Yingying regrettait de ne pas avoir écouté les conseils d'Alai.

Si nous emmenons Yiyi avec nous, nous pourrons être ensemble et il n'y aura plus besoin de s'inquiéter ni d'avoir peur.

Maintenant que la situation en est arrivée là, il ne nous reste plus qu'à improviser, serrer les dents et persévérer. Nous avons rapidement dit

: «

Chef de section Ma, veuillez m'indiquer les passages du document qui doivent être modifiés, et je m'en chargerai immédiatement. Pour toute autre demande, n'hésitez pas à me le faire savoir. Une fois le document approuvé, nous vous témoignerons notre reconnaissance par une petite récompense.

»

Ma Wu était très mécontente : « Yingying, je t'ai dit tellement de choses à table, pourquoi ne comprends-tu pas ? »

Yingying sortit son téléphone et regarda l'heure.

Il a rapidement et discrètement mis en place un enregistrement vidéo et a dit : « Chef de section Ma, il se fait tard. Indiquez-moi vos honoraires. Si je peux me mettre d'accord sur-le-champ, je le ferai. Sinon, je reviendrai en discuter immédiatement. »

« Vous devriez au moins me verser plus de dix mille yuans en frais de main-d'œuvre, sinon je n'obtiendrai pas l'approbation malgré tous mes efforts et mes pots-de-vin versés à tous les niveaux. »
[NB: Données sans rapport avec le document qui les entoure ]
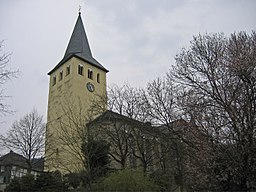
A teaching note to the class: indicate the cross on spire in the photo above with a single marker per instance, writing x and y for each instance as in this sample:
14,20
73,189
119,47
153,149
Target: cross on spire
79,9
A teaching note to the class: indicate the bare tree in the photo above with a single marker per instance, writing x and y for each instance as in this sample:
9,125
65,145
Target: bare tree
217,75
5,75
128,101
27,137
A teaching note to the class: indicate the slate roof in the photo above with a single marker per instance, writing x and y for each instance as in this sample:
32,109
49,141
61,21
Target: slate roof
111,116
13,158
79,47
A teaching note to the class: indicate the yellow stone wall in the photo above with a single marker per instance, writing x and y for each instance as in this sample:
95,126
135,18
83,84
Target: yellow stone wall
70,89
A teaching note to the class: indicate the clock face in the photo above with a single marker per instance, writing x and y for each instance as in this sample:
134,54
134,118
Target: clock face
90,87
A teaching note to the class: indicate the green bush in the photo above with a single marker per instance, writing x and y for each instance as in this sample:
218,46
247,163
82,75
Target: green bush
127,180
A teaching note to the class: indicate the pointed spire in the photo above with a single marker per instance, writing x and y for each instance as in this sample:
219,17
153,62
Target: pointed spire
78,43
78,46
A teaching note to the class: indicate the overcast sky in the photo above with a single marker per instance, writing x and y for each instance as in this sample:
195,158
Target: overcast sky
136,40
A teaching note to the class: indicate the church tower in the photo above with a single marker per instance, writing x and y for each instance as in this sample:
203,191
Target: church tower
75,82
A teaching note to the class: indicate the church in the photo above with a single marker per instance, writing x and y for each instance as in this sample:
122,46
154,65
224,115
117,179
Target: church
74,83
77,106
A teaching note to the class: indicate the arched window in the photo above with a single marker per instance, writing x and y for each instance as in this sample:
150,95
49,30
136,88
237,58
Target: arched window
68,70
80,69
61,76
54,80
98,78
90,74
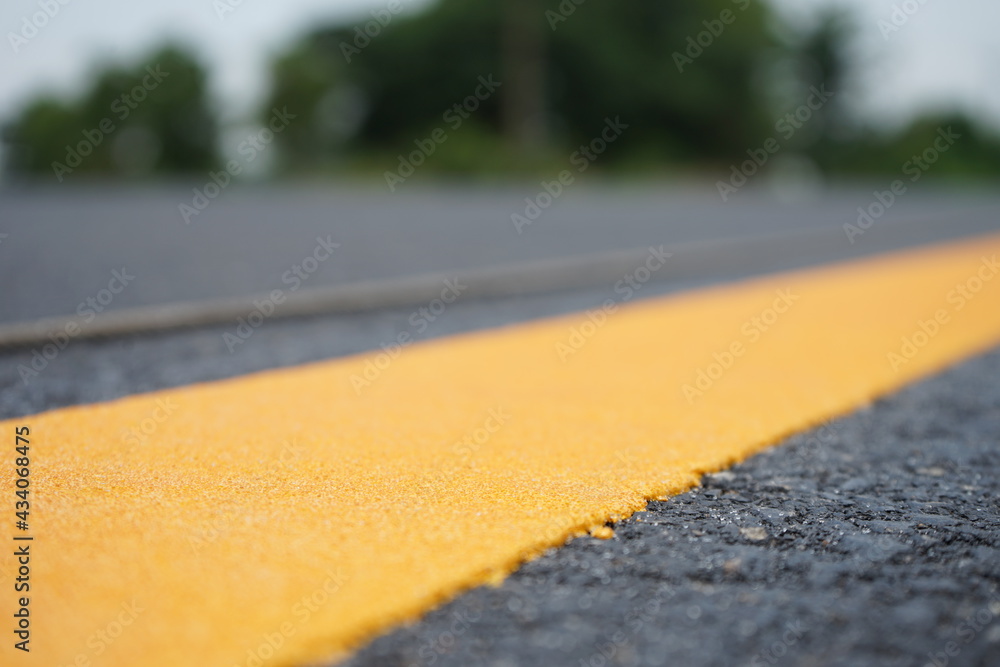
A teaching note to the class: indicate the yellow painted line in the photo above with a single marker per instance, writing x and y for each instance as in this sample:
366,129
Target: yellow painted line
291,515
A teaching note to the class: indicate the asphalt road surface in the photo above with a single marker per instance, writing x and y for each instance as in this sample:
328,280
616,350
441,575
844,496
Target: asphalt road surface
63,244
874,540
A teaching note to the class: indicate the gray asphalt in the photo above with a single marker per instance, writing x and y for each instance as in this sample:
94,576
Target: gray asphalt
872,541
63,243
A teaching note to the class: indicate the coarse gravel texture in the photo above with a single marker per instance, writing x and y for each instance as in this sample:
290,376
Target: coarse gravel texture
871,540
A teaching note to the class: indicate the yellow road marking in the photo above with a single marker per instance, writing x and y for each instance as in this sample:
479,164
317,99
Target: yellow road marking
283,517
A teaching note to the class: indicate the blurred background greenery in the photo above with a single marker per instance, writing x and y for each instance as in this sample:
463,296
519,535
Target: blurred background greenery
697,90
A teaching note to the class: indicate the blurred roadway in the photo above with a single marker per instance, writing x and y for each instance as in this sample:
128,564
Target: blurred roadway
63,244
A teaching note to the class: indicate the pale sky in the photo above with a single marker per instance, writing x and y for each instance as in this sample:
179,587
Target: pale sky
946,54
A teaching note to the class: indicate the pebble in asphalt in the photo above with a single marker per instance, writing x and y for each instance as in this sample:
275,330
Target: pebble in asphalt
871,540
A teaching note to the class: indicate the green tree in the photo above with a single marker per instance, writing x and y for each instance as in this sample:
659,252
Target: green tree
153,117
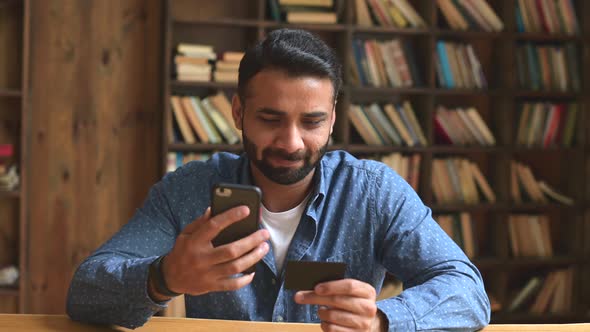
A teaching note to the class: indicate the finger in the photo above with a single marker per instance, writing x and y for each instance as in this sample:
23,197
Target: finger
197,223
234,283
329,327
348,287
237,249
244,262
347,303
219,222
344,318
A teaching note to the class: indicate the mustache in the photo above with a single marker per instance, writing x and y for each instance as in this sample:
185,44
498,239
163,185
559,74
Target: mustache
299,155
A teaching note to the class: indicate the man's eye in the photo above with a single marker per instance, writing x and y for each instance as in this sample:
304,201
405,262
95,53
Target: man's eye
269,120
314,122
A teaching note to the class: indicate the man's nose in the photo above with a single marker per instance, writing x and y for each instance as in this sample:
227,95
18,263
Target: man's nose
290,139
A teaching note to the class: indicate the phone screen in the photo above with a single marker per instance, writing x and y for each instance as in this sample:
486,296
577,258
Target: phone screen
226,196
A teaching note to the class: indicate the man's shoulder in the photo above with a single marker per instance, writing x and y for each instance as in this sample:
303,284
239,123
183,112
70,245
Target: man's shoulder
342,161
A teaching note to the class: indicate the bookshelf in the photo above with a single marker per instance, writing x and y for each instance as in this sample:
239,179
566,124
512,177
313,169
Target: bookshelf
13,119
230,26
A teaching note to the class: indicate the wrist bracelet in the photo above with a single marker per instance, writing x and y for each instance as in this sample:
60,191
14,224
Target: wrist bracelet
157,276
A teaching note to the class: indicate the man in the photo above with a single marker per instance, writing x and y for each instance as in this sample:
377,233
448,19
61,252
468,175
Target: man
318,206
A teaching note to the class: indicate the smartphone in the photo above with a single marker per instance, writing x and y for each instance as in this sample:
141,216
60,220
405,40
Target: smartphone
225,196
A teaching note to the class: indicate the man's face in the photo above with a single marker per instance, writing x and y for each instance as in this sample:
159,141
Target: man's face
286,122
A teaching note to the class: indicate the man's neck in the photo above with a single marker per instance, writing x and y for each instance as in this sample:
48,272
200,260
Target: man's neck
277,197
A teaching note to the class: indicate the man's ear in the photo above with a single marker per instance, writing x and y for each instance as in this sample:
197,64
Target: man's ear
333,119
237,111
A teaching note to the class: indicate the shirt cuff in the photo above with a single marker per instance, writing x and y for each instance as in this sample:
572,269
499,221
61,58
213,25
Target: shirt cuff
138,273
398,314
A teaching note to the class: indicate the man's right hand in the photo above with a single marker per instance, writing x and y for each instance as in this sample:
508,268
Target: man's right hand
195,266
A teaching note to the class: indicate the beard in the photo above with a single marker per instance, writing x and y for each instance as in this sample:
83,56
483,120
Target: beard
283,175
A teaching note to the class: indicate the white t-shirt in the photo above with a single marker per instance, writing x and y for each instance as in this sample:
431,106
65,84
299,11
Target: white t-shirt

Tout en parlant, Ma Wu prit deux bouteilles de boisson dans le placard de la cuisine, les ouvrit et les tendit à Yingying, ses yeux fuyants fixés sur la poitrine de cette dernière.

En entendant tout cela, Yingying comprit qu'ils lui compliquaient clairement la tâche. Elle refusa le verre et dit précipitamment : « Chef de section Ma, n'est-ce pas une somme excessive ? Nous n'avons même pas encore commencé. Pourriez-vous réduire le montant ? »

Ma Wu, sans gêne, posa ses mains sur la poitrine de Jiang Yingying et, d'un rire lubrique, dit : « À un si jeune âge, tu es vive d'esprit et tu sais négocier. Tu as assurément un don pour les relations publiques et un avenir prometteur. »

Yingying repoussa instinctivement la main de Ma Wu qui la tâtonnait et dit avec colère : « Chef de section Ma, veuillez respecter les femmes. S'il n'y a rien à discuter maintenant, je rentre. À la prochaine. »

Ma Wu bloqua rapidement la sortie de Yingying et lança d'un ton sinistre : « Tu veux partir ? Pas question ! » Il arracha le téléphone de Yingying et ricana : « Tu n'es qu'une novice, tu essaies de me piéger avec tes petites manigances. »

Yingying s'empara rapidement du téléphone ; Ma Wu ne faisait pas le poids face à elle.

Ma Wu mesurait environ 1,60 mètre. Bien qu'il paraisse petit, il pesait plus de 180 kilos. Il a violemment plaqué Yingying sur le canapé, l'a maintenue au sol avec ses cuisses, puis a éteint son téléphone et l'a jeté de côté.

À ce moment-là, Ma Wu, sous l'influence de l'alcool, devint incroyablement agressif et révéla sa vraie nature, déchirant frénétiquement le haut de Yingying.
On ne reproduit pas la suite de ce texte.